Nella vicenda in esame, il dipendente di un'azienda si era opposto al recesso per giusta causa intimatogli dalla datrice di lavoro sulla base della contestazione disciplinare di essere stato sorpreso dai carabinieri, durante la pausa di lavoro, in possesso di 25 grammi di hashish, per fini di spaccio, custoditi nella tuta di lavoro, mentre stava rientrando in azienda.
Il lavoratore, in tale frangente, era stato arrestato con asserito grave discredito del nome commerciale della società per l'eco avuto dalla notizia, anche in ambiente extra-lavorativo.
Dopo che la Corte d'appello aveva confermato la decisione con cui i giudici di primo grado, nel dichiarare l’illegittimità del licenziamento, avevano tuttavia escluso l'applicazione della tutela reale, la sentenza di merito era stata cassata dal Collegio di legittimità, con rinvio alla Corte di secondo grado, in diversa composizione.
In questa sede, i giudici del rinvio avevano condannato la società alla reintegrazione del dipendente.
L'impresa datrice di lavoro, ciò posto, aveva nuovamente adito la Suprema corte, censurando la predetta sentenza nella parte in cui aveva disposto la reintegra nel posto di lavoro.
Doglianza, tuttavia, che non ha trovato accoglimento.
Secondo gli Ermellini, la Corte di rinvio, in conformità del mandato ricevuto, aveva proceduto alla rivalutazione in fatto delle emergenze istruttorie, evidenziando che parte datoriale, sulla quale ricadeva il relativo onere, non aveva dato alcuna prova che la detenzione fosse finalizzata allo spaccio e non fosse per uso personale.
Non era nemmeno stato nemmeno provato, in tale contesto, l'asserito discredito prodotto a danno della società.
Queste circostanze escludevano la corrispondenza della condotta effettivamente tenuta a quella oggetto di contestazione, in considerazione del venir meno, nell'accertamento del giudice del rinvio, di quegli elementi obiettivamente destinati a connotare in termini di maggiore gravità il fatto contestato.
Era dunque legittimo che il giudice avesse ricondotto la concreta fattispecie - come ricostruita - all'ipotesi sanzionata dal CCNL con misura conservativa.
Secondo la Sezione lavoro della Cassazione, del resto, l'applicabilità della tutela reale non trovava ostacolo nella modalità di formulazione della disposizione collettiva di specie, che prevedeva la sanzione conservativa in relazione ad uno spettro indefinito di possibili comportamenti, connotati dalla trasgressione all'osservanza del contratto o dalla commissione di qualsiasi mancanza comportante pregiudizio alla morale, all'igiene ed alla sicurezza dello stabilimento.
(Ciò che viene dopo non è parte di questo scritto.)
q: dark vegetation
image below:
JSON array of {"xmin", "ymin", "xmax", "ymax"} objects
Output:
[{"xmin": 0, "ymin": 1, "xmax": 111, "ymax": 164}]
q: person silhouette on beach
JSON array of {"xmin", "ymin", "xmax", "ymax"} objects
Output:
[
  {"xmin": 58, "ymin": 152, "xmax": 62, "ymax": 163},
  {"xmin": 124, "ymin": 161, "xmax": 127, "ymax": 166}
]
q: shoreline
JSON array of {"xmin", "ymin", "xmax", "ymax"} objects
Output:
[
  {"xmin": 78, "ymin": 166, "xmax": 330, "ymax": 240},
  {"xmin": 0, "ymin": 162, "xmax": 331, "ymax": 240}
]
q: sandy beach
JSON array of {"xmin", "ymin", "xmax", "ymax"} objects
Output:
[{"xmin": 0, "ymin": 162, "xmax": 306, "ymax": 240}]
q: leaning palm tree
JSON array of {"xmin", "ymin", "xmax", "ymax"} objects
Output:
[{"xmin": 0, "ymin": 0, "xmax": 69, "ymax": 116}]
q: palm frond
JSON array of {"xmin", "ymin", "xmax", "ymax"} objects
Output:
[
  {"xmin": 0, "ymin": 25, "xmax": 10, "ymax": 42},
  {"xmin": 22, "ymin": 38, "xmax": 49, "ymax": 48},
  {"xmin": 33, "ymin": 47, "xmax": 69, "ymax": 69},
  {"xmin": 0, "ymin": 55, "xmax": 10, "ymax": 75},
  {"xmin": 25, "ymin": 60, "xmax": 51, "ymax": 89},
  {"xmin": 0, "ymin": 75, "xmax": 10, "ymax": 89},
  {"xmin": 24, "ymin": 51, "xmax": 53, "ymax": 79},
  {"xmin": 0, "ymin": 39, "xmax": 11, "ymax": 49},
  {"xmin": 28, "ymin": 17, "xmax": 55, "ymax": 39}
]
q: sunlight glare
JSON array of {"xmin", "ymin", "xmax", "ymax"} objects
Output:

Tale tutela, ossia, non risultava preclusa dall'utilizzo di clausole generali richiedenti l'attività di integrazione dell'interprete, per come precisato nel sopra ricordato orientamento di legittimità.
In definitiva, la condotta addebitata era stata legittimamente ricondotta nella previsione del CCNL che puniva l'illecito con sanzione conservativa, anche se espressa tramite clausola generale, ed era corretto, conseguentemente, che fosse stata disposta la reintegrazione del dipendente.